Bu örnek düzende alanında derinlemesine şekilde yetkinlik kazanmış ve inovasyon gerçekleştirmiş bir uzmana yani bir Virtüöze saatlik çalışması karşılığında 315 TL ödediğimizde aylık ortalamada 180 saat üzerinden (ayın dört hafta olduğu ve haftada 45 saat çalışıldığı durumda) o kişinin esasen bir ayını brüt 56.700 TL üzerinden değerlemiş oluyoruz. Uzman eğer isterse kendi özel ihtiyaçları doğrultusunda mesai saati dışına ilave işler alarak ek prim de kazanabilir. Böylece kazancını brüt bazda 70-80 Bin TL tutara kadar yükseltebilir. Bu tutar söz gelimi iki kişinin bu şartlarda çalıştığı bir ailenin iki çocuğuna birden iyi bir eğitim aldırması, her aile ferdinin kendine has bir hobisinin olması, kendini geliştirebilmesi ve gerçekleştirebilmesi için kaynak ayırması, ailenin her yıl tatile çıkması ve yaşam süresi içerisinde bir ev ve bir arabanın mülkiyetini edilebilmesi için yeterlidir.

 

Kurumun çalışanlarına bunların üzerindeki tutarları hedef göstermesi çalışanın manifesto ve değerlerden ziyade paraya odaklanmasına ve stoklamayı öncelik edinmesine sebebiyet verir. Oysa bir çok farklı araştırma primlerin sağladığı motivasyonun gecici olduğunu ve çalışanların esasen adanabilecekleri bir amacın ve deneyimin peşinde olduklarını ortaya koymaktadır.

Bu Saatlik Ücretler ile Çalışanlar Tüm İhtiyaçlarını Karşılayabilir mi?

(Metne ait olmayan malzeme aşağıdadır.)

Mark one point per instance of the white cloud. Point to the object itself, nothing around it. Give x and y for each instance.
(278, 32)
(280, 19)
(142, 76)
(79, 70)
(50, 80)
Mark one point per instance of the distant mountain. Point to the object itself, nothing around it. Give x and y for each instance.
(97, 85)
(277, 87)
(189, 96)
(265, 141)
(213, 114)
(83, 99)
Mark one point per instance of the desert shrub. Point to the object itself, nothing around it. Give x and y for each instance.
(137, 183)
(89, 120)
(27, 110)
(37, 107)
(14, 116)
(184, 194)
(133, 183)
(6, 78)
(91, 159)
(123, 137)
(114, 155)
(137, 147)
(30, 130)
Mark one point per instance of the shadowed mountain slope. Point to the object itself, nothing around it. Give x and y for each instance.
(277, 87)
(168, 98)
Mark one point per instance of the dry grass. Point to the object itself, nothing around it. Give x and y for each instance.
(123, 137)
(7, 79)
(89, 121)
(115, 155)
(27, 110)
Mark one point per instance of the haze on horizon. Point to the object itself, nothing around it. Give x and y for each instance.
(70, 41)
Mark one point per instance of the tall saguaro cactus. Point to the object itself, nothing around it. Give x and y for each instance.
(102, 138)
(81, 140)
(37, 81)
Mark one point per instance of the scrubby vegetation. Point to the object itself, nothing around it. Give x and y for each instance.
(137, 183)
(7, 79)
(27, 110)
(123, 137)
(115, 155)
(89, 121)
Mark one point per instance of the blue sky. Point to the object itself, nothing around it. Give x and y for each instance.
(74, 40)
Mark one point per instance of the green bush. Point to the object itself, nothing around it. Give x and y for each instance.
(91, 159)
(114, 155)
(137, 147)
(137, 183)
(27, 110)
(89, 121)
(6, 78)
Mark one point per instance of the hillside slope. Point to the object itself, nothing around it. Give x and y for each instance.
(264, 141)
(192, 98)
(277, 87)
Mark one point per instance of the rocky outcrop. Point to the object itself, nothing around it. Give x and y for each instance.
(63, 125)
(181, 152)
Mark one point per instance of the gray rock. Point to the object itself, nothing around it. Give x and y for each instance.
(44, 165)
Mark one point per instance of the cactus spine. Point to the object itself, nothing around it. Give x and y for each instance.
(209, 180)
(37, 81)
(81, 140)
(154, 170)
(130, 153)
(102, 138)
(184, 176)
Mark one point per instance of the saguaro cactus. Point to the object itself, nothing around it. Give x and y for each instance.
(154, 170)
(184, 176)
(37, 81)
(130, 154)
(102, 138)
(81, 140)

Peki, Neden Yatırım Almıyoruz?

Şirketler manifestosuna ve değerlerine özgürce bağlı kalabilmek adına VC fonlarından yatırım almamalı ve özel şirketlerin sponsorluğunu (himaye) kabul etmemeliler. Kurumun tek geliri müşterileridir. Müşterilerden elde edilen kâr, müşteriye verilecek emek (değişken gider) oranında ve yalnızca ilgili hizmetin daha geniş kitlelere sunulabilmesi maksadıyla manifesto kapsamında yatırıma harcanmalıdır. Şirket sahibi diğer üst düzey yöneticilerle aynı maaş almalıdır. Bunun dışında kurucular ve üst yönetim kârdan pay almamalı ve kârı şahsi ihtiyaçları uğruna kullanmamalıdır.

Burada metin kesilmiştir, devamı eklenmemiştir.